Try to grasp this: it is not you who is doing. You are the doing. But because you are a doing that is conscious of doing, you have an illusion that you and this doing are two different things. You are a happening only, but at the same time aware of your own happening, and so there arises an appearance of this happening, and that feels like you—a something all by itself. From here it is easy to reverse it all, and to say, “I am happening. I am living.” The truth, however, is: Happening is me. Living is me.
If fire were conscious as we are, it would, of course, notice the flame. It would be able to see it in the mirror, and see this flame create moving shadows. The fire could burn things by directing this flame and touching things. But the fire would be quite ignorant of the process of burning that it is. The gasses, though felt, would remain mysterious and invisible. So it would be easy for the fire to identify with the flame and believe that the flame is the fire. And the fact that both fire and flame are the same process would further confuse the issue. This is why we are such a deep secret to ourselves, but not a secret we cannot penetrate.
Chapter 7 Cowardice
Accept unawareness as an inevitable starting point; ignorance and ignorant knowledge that stem from unawareness are natural. A periodic effect of being startled into fear comes to every man—but the cowardly reaction to fear, the consequent worship of unawareness, weakness, deceit, and the denial of our buddha nature is a poison which ruins every life.

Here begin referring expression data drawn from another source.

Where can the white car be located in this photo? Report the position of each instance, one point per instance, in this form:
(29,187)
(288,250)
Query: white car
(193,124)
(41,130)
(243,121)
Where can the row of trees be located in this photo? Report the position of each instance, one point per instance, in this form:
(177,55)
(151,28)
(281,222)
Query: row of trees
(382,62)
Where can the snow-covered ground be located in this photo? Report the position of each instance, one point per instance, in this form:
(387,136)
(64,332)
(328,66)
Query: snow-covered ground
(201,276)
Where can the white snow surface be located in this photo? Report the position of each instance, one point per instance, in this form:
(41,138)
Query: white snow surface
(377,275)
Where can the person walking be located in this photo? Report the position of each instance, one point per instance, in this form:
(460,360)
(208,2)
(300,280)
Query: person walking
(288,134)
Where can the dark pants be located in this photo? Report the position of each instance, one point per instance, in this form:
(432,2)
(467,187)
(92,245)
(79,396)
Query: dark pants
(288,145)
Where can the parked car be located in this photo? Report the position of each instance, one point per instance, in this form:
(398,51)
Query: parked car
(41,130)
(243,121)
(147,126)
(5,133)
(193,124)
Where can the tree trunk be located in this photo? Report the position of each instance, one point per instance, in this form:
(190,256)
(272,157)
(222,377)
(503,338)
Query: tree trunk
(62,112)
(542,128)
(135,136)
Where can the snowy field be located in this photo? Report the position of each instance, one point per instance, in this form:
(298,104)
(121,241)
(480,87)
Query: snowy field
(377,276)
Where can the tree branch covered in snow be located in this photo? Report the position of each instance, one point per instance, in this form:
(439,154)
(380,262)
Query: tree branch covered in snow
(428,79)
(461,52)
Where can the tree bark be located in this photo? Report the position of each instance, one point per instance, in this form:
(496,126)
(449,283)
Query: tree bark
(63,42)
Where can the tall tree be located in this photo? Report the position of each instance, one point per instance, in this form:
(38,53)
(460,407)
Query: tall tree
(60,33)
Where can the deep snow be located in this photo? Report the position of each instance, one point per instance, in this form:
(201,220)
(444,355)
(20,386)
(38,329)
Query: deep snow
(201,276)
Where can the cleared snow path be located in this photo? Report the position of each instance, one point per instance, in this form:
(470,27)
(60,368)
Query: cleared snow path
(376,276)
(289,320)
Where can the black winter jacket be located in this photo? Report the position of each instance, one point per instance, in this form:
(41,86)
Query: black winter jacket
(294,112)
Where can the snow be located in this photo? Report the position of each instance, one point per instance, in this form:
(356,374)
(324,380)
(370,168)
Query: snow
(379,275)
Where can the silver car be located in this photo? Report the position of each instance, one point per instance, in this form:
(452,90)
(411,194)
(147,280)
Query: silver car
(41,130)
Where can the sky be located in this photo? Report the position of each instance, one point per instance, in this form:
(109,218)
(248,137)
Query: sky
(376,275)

Cowardice Is a Deadly Poison. The antidote to this poison is faith. The cure to the illness and suffering that cowardice causes is Truth which brings understanding. It has been said that craving and greed and desire and clinging are the cause of suffering—they are—but ask yourselves: are these greeds and cravings and clinging not a result of deep fear that seeks safety and insurance? Cowardice is our inability to accept on faith what the entire universe describes—that it is all right to change; nothing is permanent; nothing that you seek to preserve is permanent.
Be genuine. Be free to live, to give, to accept, to die. Be all these things in everyday life in small things or great.